Members in the Media
From: Pacific Standard

Why honor causes all of society’s problems

Pacific Standard:

Glance at a list of critically acclaimed television shows and you’ll see stories driven by characters who overreact to perceived signs of disrespect. Walter White doesn’t care that people are fond of him; he wants to feel what it’s like to be feared. In Fargo, Lester Nygaard’s undoing begins when he takes his newfound refusal to not let others push him around too far. And in Game of Thrones, seemingly every character oscillates between calmness and boredom when encountering a “here’s why I hate you” soliloquy, then concludes that murder is the only acceptable option when that hatred morphs into a public attack on their honor or status.

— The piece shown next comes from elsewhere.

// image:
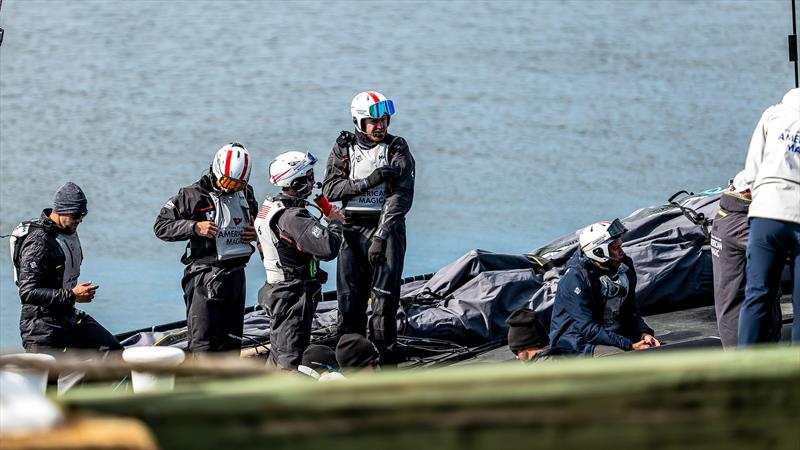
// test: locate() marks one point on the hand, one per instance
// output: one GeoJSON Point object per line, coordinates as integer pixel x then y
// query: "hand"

The power afforded to “disrespect” serves as a creative lever for generating conflict, but it’s also an instance where art successfully imitates life. In a new study, Amber DeBono of Winston-Salem State examined how aggression is influenced by two distinct aspects of social rejection — dislike (“you’re not nice”) and disrespect (“you’re an idiot”). In one experiment, participants read feedback that made them feel one of four combinations of liking and respect (e.g. liked and respected, liked and disrespected, etc.). Afterward, they decided how long the feedback-giver had to spend doing an undesirable task, with the number of minutes serving as a measure of aggression. DeBono found that feeling disrespected was a much stronger predictor of aggression than feeling disliked.